Mas espera um pouco. No vídeo acima antes mesmo do “espetáculo” começar já tinha uma pequena multidão apreciando o que estava sendo tocado. Vários fatores podem ter contribuído: o primeiro músico estava vestido de gala, o que certamente já impressionou os que estavam na praça; a presença de câmeras pode ter ajudado a multidão a pensar que algo iria acontecer ali; a música que estava sendo tocada é de conhecimento geral; e o principal: ali, como mencionado pelo Maestro Slatkin, é a Europa. Certamente os europeus tem uma tendência maior a apreciar música clássica e valorizar artistas.


Mas além de tudo isso, algo mais colaborou: o inusitado. As pessoas gostam e se sentem atraídas pelo inusitado quando é algo bom. Uma orquestra surgindo do nada, no meio da praça, com uma música conhecida e tão aclamada?
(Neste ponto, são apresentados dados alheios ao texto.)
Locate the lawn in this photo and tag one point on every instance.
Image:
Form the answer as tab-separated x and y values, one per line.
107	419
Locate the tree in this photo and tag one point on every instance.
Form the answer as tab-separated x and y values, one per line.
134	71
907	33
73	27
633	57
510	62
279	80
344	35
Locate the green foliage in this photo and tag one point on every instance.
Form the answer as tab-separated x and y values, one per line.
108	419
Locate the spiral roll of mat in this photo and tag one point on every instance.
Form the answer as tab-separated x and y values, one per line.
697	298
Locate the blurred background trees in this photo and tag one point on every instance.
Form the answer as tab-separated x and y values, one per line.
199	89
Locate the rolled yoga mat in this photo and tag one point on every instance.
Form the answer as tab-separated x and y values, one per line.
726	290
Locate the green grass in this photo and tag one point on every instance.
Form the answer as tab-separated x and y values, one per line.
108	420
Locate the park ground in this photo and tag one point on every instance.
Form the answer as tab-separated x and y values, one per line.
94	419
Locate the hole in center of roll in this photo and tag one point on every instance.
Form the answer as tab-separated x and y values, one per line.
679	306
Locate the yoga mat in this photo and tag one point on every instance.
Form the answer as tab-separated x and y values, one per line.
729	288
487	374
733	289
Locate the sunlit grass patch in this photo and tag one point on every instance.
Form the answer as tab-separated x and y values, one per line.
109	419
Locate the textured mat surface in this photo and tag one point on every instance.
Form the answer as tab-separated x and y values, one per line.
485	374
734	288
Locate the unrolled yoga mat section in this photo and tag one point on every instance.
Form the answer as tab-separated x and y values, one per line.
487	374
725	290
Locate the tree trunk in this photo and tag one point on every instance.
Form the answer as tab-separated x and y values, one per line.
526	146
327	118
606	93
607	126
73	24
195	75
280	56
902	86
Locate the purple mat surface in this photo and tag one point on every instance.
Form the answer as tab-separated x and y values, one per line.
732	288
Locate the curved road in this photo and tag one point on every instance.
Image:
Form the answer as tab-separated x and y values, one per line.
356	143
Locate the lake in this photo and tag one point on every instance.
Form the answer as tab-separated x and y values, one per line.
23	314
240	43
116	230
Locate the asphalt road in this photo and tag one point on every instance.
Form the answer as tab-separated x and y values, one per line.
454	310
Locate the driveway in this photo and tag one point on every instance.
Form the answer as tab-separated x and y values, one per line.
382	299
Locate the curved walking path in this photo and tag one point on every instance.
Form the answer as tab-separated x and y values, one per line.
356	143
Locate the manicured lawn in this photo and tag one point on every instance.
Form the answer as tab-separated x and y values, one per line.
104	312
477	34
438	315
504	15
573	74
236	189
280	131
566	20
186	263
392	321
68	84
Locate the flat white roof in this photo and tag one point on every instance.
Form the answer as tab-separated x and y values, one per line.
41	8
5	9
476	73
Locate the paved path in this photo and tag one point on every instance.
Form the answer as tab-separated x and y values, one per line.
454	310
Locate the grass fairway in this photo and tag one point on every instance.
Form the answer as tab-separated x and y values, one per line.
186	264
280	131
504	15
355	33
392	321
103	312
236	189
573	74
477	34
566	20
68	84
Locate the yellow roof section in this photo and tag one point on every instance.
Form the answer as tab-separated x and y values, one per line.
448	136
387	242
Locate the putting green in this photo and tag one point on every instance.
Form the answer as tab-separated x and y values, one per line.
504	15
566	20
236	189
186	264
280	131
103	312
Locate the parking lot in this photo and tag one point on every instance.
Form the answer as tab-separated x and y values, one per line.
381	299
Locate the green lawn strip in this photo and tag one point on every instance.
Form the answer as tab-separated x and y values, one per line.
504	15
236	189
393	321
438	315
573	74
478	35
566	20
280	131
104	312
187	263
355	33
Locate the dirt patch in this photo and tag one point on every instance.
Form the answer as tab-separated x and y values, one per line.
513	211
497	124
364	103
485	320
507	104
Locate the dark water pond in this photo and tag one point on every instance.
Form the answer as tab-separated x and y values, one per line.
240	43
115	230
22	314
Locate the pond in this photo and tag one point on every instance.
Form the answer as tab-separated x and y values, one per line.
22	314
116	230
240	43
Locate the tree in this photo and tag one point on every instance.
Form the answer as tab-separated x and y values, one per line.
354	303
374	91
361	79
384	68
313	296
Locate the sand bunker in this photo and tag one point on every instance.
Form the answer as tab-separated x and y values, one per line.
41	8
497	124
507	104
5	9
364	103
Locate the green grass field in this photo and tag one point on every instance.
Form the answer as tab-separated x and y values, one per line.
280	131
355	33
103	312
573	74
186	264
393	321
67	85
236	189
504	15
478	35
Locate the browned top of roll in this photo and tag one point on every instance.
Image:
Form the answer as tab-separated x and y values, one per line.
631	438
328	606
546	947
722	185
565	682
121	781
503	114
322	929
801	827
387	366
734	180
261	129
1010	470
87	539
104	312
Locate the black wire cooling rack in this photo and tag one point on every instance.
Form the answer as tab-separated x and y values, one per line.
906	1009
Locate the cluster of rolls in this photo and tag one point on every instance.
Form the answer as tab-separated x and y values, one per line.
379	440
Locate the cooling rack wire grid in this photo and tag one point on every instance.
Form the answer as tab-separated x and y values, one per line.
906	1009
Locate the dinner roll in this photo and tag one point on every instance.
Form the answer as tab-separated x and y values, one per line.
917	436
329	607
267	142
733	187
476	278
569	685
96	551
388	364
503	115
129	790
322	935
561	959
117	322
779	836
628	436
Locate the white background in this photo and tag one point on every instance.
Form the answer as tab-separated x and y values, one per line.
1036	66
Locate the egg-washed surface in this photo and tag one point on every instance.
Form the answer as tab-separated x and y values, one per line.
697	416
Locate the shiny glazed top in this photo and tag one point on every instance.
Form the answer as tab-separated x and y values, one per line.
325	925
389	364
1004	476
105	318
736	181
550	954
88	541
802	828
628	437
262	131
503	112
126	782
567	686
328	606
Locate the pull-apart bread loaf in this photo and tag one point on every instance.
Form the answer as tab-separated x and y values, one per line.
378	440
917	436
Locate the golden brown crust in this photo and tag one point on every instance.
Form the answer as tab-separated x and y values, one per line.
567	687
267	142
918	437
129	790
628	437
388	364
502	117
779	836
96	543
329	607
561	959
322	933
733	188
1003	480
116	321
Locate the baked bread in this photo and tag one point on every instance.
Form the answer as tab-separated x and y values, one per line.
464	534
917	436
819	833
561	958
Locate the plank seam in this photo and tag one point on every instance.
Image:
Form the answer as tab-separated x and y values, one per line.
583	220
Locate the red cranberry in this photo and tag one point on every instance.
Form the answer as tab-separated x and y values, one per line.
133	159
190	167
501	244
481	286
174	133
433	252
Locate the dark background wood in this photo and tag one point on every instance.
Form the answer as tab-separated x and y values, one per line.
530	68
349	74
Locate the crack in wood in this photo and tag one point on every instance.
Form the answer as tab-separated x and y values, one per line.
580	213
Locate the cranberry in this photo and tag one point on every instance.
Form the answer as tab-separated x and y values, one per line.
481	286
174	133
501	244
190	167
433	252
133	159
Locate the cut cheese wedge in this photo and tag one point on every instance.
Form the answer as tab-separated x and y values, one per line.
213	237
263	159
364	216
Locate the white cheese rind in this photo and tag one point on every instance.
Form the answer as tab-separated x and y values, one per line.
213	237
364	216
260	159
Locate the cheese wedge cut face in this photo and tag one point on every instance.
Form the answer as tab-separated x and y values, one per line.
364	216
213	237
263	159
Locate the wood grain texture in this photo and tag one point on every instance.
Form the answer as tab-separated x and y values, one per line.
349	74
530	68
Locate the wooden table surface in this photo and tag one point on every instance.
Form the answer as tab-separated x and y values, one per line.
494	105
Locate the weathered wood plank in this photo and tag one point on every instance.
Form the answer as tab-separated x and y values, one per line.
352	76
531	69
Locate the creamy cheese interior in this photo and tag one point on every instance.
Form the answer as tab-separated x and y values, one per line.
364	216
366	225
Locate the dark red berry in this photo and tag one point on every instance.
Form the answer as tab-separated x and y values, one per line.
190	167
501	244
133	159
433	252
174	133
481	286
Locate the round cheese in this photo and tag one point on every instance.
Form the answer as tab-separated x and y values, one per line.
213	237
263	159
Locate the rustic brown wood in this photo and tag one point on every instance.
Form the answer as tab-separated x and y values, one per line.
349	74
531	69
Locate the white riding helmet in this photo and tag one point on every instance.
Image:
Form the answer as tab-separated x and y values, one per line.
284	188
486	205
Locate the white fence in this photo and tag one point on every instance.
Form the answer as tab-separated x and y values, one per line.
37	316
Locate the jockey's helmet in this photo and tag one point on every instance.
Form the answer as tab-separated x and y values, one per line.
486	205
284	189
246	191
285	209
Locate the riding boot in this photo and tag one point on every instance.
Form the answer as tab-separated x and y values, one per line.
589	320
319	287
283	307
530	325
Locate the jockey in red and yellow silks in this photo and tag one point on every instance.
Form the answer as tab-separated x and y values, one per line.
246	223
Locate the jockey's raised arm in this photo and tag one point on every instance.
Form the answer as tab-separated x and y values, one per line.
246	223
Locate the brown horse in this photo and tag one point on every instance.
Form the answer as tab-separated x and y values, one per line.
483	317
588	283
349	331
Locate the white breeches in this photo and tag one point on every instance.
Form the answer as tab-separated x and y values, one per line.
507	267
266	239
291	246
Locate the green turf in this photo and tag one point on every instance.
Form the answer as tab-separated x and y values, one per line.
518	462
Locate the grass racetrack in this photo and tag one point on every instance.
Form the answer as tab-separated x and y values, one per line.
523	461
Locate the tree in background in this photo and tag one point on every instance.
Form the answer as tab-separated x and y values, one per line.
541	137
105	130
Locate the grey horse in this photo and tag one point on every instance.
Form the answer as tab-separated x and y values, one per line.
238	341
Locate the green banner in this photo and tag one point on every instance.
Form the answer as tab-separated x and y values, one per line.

Talvez seja a internet e a vastidão de conteúdo que nos é arremessado diariamente. As pessoas podem ouvir e ver as melhores orquestras do mundo em HD pela tela do computador. É possível até acompanhar apresentações ao vivo. Muitos são massacrados por ordens obscuras sobre o que ouvir, o que é bom, o que é engraçado e o que é sucesso. As pessoas fingem ter bom gosto, fingem conhecer e entender o talento alheio, enquanto pagam centenas de reais para ir ao show de pessoas famosas e adoradas, porém medíocres. Talvez tudo isso deixa o pobre Joshua Bell a mercê do azar com seu violino de 3 milhões e meio de dólares do lado de uma lixeira de uma estação de metrô como qualquer outro.


O talento, o estudo e a vocação não importam mais.